Michael has continued to build bridges among ethnic groups in Englewood. “The first resolution that I forwarded and passed was to make Juneteenth,” the day that commemorates the end of slavery, “an official holiday in Englewood.”
In September, Michael was able to use his relationships and his understanding of how local politics work when he shepherded a resolution through the city council rejecting the anti-Israel Boycott, Divestment and Sanctions movement. It’s a nonbinding resolution, but it is a strong statement of the community’s position. The resolution passed unanimously, with the support of the city’s ethnic communities; a similar bill already had passed the New York City Council, with Michael’s behind-the-scenes help but with much more controversy. In Englewood, community-building paid off.
Since then, with Michael’s help, similar anti-BDS resolutions have passed in Norwood, Closter, Midland Park, Little Ferry, New Milford, Bergenfield, Hawthorne, Livingston, Tenafly, Paramus, and Caldwell.

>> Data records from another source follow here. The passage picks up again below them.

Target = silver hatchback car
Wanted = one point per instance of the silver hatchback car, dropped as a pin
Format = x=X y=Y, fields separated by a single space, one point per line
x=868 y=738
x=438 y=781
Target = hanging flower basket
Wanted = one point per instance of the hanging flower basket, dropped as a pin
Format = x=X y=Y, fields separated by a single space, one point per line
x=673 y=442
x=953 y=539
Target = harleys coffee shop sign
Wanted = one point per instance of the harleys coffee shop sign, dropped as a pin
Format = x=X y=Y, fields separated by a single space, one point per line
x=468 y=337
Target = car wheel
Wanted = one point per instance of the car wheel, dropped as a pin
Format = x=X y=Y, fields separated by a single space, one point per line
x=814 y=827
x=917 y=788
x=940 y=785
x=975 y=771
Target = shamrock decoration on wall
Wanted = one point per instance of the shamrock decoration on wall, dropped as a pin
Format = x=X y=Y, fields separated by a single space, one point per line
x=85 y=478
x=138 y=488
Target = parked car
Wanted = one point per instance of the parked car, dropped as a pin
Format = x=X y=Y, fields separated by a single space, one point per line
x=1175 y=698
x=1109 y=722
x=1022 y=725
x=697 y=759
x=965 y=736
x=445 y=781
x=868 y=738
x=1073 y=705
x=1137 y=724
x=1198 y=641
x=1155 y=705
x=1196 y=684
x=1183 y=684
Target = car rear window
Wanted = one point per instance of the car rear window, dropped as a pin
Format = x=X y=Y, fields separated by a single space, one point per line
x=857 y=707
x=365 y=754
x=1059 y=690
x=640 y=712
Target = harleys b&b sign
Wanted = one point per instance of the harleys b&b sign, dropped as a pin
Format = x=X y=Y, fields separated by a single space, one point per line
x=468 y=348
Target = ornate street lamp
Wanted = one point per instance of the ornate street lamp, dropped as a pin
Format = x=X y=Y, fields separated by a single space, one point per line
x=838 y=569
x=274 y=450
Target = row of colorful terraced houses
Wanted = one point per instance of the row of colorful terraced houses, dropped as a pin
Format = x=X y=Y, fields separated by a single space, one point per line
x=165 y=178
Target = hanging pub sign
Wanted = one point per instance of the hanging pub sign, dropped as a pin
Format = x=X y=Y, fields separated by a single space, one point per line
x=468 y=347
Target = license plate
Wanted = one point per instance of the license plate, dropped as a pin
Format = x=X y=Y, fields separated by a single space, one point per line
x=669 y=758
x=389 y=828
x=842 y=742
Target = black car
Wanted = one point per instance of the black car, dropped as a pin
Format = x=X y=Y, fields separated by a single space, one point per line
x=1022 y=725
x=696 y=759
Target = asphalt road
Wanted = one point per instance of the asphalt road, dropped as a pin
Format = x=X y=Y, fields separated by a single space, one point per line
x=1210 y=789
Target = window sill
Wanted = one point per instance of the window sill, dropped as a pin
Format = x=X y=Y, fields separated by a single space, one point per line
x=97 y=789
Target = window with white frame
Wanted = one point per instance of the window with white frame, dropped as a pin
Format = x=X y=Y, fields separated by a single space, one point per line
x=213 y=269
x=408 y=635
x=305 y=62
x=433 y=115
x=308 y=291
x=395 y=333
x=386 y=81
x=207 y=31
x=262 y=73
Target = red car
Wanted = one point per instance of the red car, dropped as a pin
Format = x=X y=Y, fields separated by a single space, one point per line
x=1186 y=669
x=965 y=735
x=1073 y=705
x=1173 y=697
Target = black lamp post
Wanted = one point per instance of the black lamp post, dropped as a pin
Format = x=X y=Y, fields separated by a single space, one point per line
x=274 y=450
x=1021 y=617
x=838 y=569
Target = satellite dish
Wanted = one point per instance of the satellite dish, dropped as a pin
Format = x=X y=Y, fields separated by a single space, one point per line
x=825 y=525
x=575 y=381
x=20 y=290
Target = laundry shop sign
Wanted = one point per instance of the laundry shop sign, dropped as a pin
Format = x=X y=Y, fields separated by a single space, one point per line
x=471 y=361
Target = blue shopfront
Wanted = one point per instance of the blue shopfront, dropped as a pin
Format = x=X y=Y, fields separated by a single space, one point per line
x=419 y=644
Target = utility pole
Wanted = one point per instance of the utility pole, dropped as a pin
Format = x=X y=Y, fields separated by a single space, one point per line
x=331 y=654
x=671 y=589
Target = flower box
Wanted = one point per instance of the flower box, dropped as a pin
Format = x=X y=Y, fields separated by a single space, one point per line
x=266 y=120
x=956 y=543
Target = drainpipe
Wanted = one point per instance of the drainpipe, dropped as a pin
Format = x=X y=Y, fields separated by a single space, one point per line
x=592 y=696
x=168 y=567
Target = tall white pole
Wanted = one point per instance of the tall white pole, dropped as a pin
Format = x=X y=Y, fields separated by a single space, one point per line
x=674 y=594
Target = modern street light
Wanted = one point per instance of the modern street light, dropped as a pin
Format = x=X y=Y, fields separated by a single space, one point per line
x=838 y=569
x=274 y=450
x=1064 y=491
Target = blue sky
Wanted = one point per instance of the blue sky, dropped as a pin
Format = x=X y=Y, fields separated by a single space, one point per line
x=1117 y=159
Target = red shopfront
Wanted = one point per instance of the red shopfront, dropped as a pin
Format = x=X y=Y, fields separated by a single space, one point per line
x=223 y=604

Many of Michael’s other accomplishments are the stuff of city councils everywhere — he found a way to lower taxes through greater efficiencies, he found open lines on budgets, he coordinated police overtime so officers did not have to waste time sitting around in court, instead showing up closer to when they actually were needed. He introduced automated garbage trucks, which did not cost people their jobs but did keep them from hurting themselves.
It is through such necessary, unglamorous work that a city can function; it needs both big grand gestures and detailed housekeeping.
Through his background in local politics, his alliances with the African American community and his deep rootedness in the Jewish world, and his work at the Simon Wiesenthal Center, Michael Cohen is uniquely situated to do all these things. And knowing him, he’ll do them with intensity, flair, and passion.